Save the herbs! This week we talk about getting the most out of your favourite flavour enhancers.

Is there anything so lovely as adding a big bunch of fresh herbs to your dinner? Is there anything as decidedly un-lovely as taking them out of the fridge, only to discover that they have turned to stinky, swampy mush after only a day or two?

There are a lot of ways to make the most out of fresh herbs, to help you recreate that fresh from the garden flavour all through the week. Here are a few tips and tricks.

Sort them out

Herbs are usually part of two camps. Camp A are the woody stemmed kinds such as rosemary and thyme. The softer stemmed varieties fall into Camp B; think basil, parsley, and cilantro. Camp A and Camp B don’t get along very well and insist upon being stored separately.

Let them drink

Herbs are, after all, essentially akin to cut flowers. So, it makes sense that they would need a water source. This is especially helpful to avoid wilting; because the plant is drinking, the stem stays firm and strong to support the plant. Snip the stems first to encourage absorption.

Soft, Camp B herbs are happiest standing in an inch or two of water at room temperature, and covered loosely with a plastic bag (recycled of course!).

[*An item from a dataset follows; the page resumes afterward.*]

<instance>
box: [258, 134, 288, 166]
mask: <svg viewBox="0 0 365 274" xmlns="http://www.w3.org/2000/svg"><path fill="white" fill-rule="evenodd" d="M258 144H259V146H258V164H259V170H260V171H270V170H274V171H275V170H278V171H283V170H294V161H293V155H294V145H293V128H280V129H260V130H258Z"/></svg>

The harder stemmed herbs are best stored in an airtight container in the fridge, with the stems wrapped in a damp paper towel.

Dry them off

Drying the leaves of the herbs before storing them makes sure that the leaves don’t stick together and start to rot in the damp. Better yet, don’t rinse them until just before use.

Freeze the leaves

To freeze, spread clean dry herbs on a baking sheet and place in the freezer. Once frozen, transfer to airtight containers and use as needed.

Freeze them in oil

As opposed to freezing fresh herbs in water, which can add unwanted moisture and swampiness, try this method of freezing in oil. Blitz the fresh herbs in a blender with a few tablespoons of extra-virgin olive oil, and transfer to ice-cube trays. Once frozen, transfer the cubes into airtight containers. There is no need to defrost before using them, just throw them into the pot as needed. You can get as creative as you like with this method. Consider blitzing up a blend of herbs and pesto, or adding extra flavours such as chili, garlic, or citrus for some extra zing.